Throughout history societies have maintained a mutually reinforcing spirituality–health connection in forms such as shamanism and other basic human methods (Cobb et al. 2012). In the Christian tradition, among many possibilities, one may pray directly to Jesus Christ, who is considered divine, human, and an acclaimed healer, or to patron saints of healing as supplements to standard health practices. Similar possibilities may occur in other traditions, as well as in walks in nature (Hansen et al. 2017), and even spontaneously in difficult circumstances (Renz et al. 2015).

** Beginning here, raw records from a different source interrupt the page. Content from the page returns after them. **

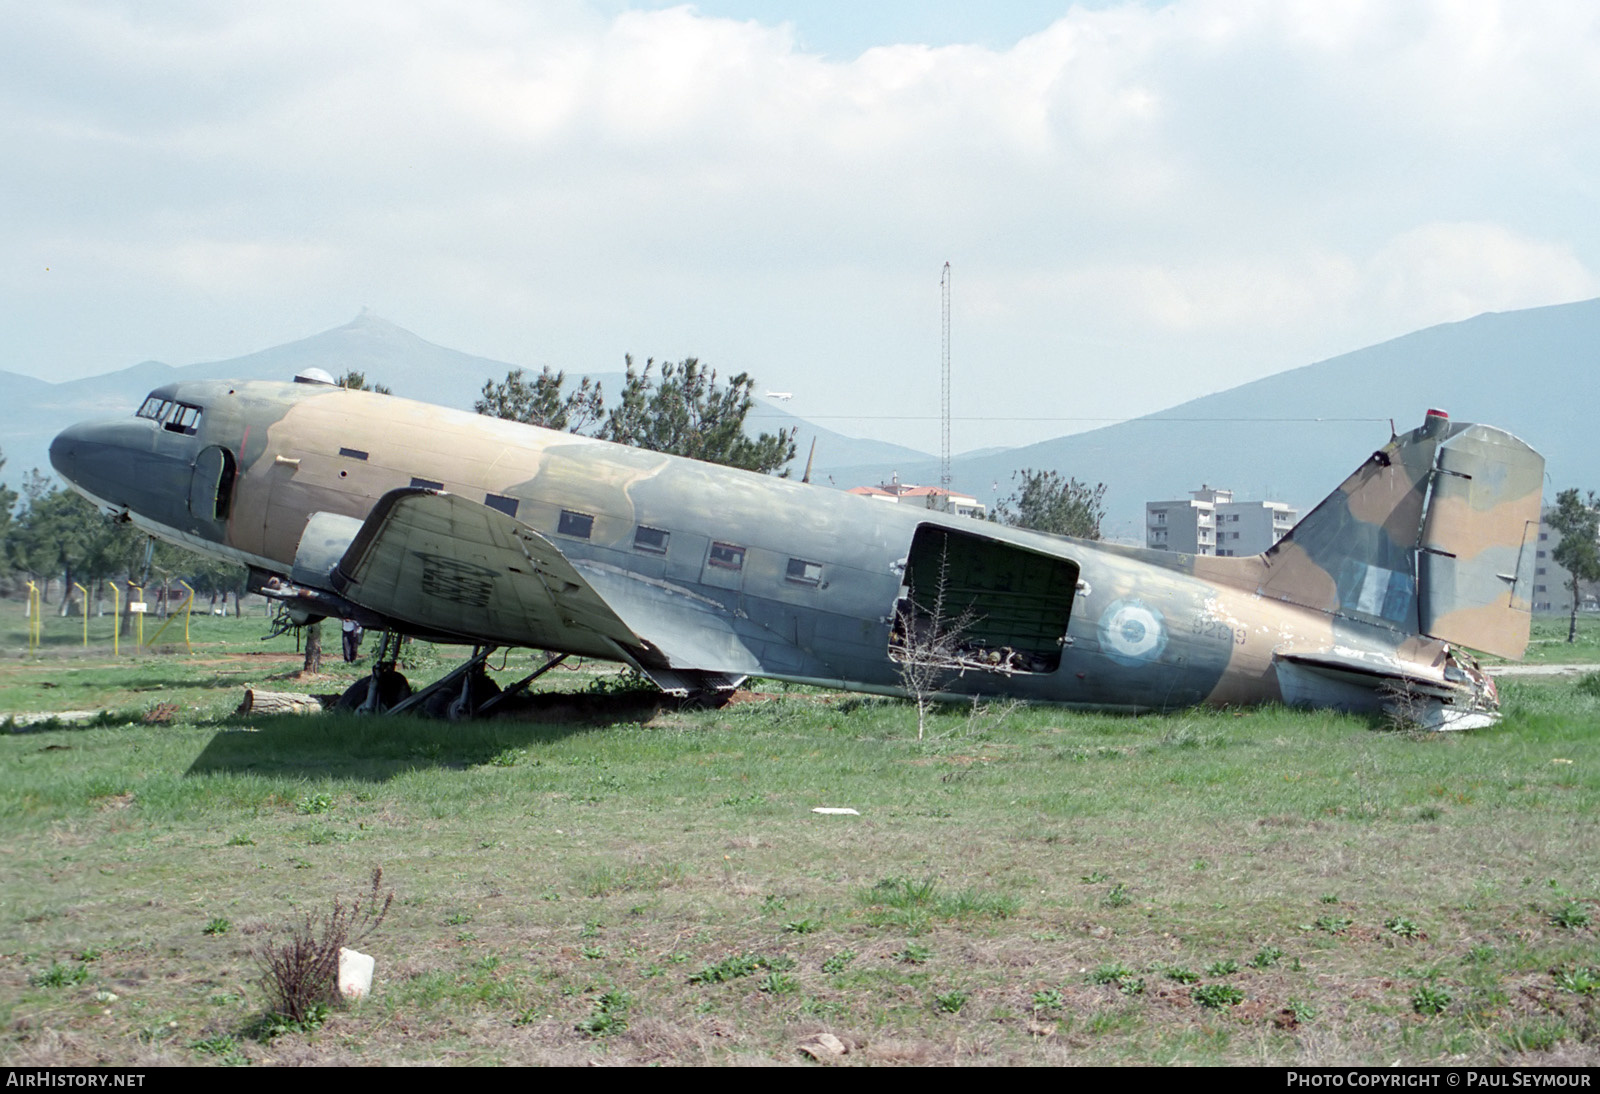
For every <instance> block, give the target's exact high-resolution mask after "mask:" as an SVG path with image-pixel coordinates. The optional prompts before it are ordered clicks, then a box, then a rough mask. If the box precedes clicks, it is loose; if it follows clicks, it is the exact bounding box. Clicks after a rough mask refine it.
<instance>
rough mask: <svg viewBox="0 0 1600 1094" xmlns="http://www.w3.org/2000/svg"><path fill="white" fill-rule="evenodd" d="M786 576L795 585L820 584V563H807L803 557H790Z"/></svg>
mask: <svg viewBox="0 0 1600 1094" xmlns="http://www.w3.org/2000/svg"><path fill="white" fill-rule="evenodd" d="M786 576H787V577H789V581H792V582H795V584H797V585H821V584H822V563H808V561H806V560H803V558H790V560H789V573H787V574H786Z"/></svg>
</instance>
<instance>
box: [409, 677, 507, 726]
mask: <svg viewBox="0 0 1600 1094" xmlns="http://www.w3.org/2000/svg"><path fill="white" fill-rule="evenodd" d="M466 688H467V694H466V701H464V702H462V694H461V688H445V689H442V691H435V693H434V694H430V696H429V697H427V701H426V702H422V713H424V715H427V717H429V718H440V720H448V721H464V720H467V718H470V717H472V715H475V713H477V710H478V707H482V705H483V704H485V702H488V701H490V699H493V697H494V696H498V694H499V691H501V688H499V685H498V683H494V681H493V680H491V678H490V677H488V675H486V673H482V672H478V673H474V675H470V677H467V685H466Z"/></svg>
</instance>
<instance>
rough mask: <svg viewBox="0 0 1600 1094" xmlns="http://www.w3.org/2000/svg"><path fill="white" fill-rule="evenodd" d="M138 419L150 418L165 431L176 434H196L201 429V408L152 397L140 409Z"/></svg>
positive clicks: (156, 395)
mask: <svg viewBox="0 0 1600 1094" xmlns="http://www.w3.org/2000/svg"><path fill="white" fill-rule="evenodd" d="M138 417H149V419H150V421H152V422H160V424H162V427H163V429H168V430H171V432H174V433H190V435H192V433H195V432H197V430H198V429H200V408H198V406H194V405H190V403H176V401H173V400H170V398H162V397H158V395H150V397H147V398H146V400H144V406H141V408H139V413H138Z"/></svg>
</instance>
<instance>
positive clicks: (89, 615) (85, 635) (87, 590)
mask: <svg viewBox="0 0 1600 1094" xmlns="http://www.w3.org/2000/svg"><path fill="white" fill-rule="evenodd" d="M72 587H74V589H77V590H78V592H80V593H83V648H85V649H88V648H90V590H88V589H85V587H83V585H80V584H78V582H72Z"/></svg>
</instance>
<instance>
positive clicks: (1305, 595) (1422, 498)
mask: <svg viewBox="0 0 1600 1094" xmlns="http://www.w3.org/2000/svg"><path fill="white" fill-rule="evenodd" d="M1542 485H1544V457H1542V456H1539V454H1538V453H1536V451H1533V449H1531V448H1528V446H1526V445H1525V443H1522V441H1520V440H1517V438H1515V437H1512V435H1510V433H1507V432H1504V430H1498V429H1493V427H1490V425H1472V424H1467V422H1451V421H1450V417H1448V416H1446V414H1443V413H1442V411H1429V413H1427V419H1426V421H1424V422H1422V425H1421V427H1418V429H1414V430H1411V432H1408V433H1402V435H1398V437H1395V438H1392V440H1390V441H1389V443H1387V445H1384V446H1382V448H1381V449H1378V451H1376V453H1373V456H1371V457H1370V459H1368V461H1366V462H1365V464H1362V467H1360V469H1357V472H1355V473H1354V475H1350V477H1349V478H1347V480H1344V485H1342V486H1339V489H1336V491H1334V493H1333V494H1330V496H1328V499H1326V501H1323V502H1322V504H1320V505H1317V509H1314V510H1312V512H1310V513H1307V515H1306V518H1304V520H1302V521H1301V523H1299V525H1296V528H1294V531H1291V533H1290V534H1288V536H1285V537H1283V539H1282V541H1278V544H1277V545H1275V547H1272V549H1270V550H1269V552H1267V553H1266V555H1264V557H1262V561H1264V563H1266V574H1264V577H1262V579H1261V584H1259V587H1258V592H1259V593H1261V595H1262V597H1272V598H1275V600H1285V601H1290V603H1296V605H1304V606H1307V608H1317V609H1322V611H1328V613H1333V614H1336V616H1346V617H1350V619H1360V621H1365V622H1373V624H1379V625H1389V627H1394V629H1395V630H1402V632H1408V633H1422V635H1429V637H1432V638H1440V640H1443V641H1451V643H1459V645H1462V646H1470V648H1474V649H1482V651H1485V653H1491V654H1498V656H1502V657H1520V656H1522V653H1523V649H1526V646H1528V624H1530V621H1531V611H1533V597H1531V593H1533V569H1534V565H1533V563H1534V545H1536V544H1538V533H1539V493H1541V488H1542Z"/></svg>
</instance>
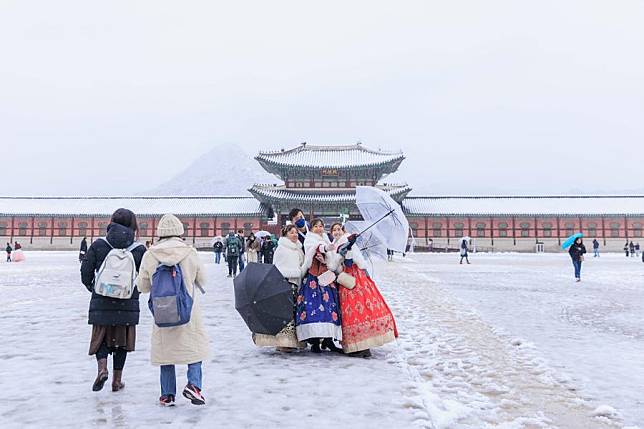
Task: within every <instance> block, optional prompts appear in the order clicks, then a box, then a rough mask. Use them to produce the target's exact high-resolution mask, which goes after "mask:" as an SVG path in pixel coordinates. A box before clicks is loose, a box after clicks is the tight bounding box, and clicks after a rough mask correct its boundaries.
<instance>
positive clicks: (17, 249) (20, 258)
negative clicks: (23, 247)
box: [11, 241, 25, 262]
mask: <svg viewBox="0 0 644 429" xmlns="http://www.w3.org/2000/svg"><path fill="white" fill-rule="evenodd" d="M24 260H25V254H24V253H22V245H21V244H20V243H18V242H17V241H16V242H15V243H14V245H13V256H12V257H11V262H22V261H24Z"/></svg>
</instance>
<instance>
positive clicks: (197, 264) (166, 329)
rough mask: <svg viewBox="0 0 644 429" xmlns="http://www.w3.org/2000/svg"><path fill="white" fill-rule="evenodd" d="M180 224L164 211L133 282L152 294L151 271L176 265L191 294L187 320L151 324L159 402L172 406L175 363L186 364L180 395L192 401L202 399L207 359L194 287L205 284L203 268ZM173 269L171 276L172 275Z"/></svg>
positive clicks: (152, 341)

With Medicine Buddha, the essence of health is recognized as being within each person from the beginning and available as a basic target of meditation for everyone. The image of Menla can be seen as representing the features of the inborn health common to all human beings. In this way, Menla may highlight the transduality in all health care, inspire confidence in ultimate health and be more compatible with differing traditions than usually thought (Knitter 2009; Makransky 2003; Massoudi 2009). Thus, this practice might resonate with those holding to other traditions, or none, and serve as an inspirational theme and support for their work and their life. And inspiration in the face of challenge can bring resilience and joy (Thrangu 2001).

Conclusion

Medicine Buddha offers a human model of a unified, basic approach to health care, including mindfulness and compassion, and a sense of fundamental health embodiment open to all. As practitioners use it and identify with what the model evokes, experience suggests that obstacles may serve as fuel for inspiration, and from that, healthcare practitioners may realize a greater sense of meaning and joy in both their work and their lives. It may be time to conduct scientific studies on the potential benefits of this practice in modern healthcare settings (Trockel et al. 2018).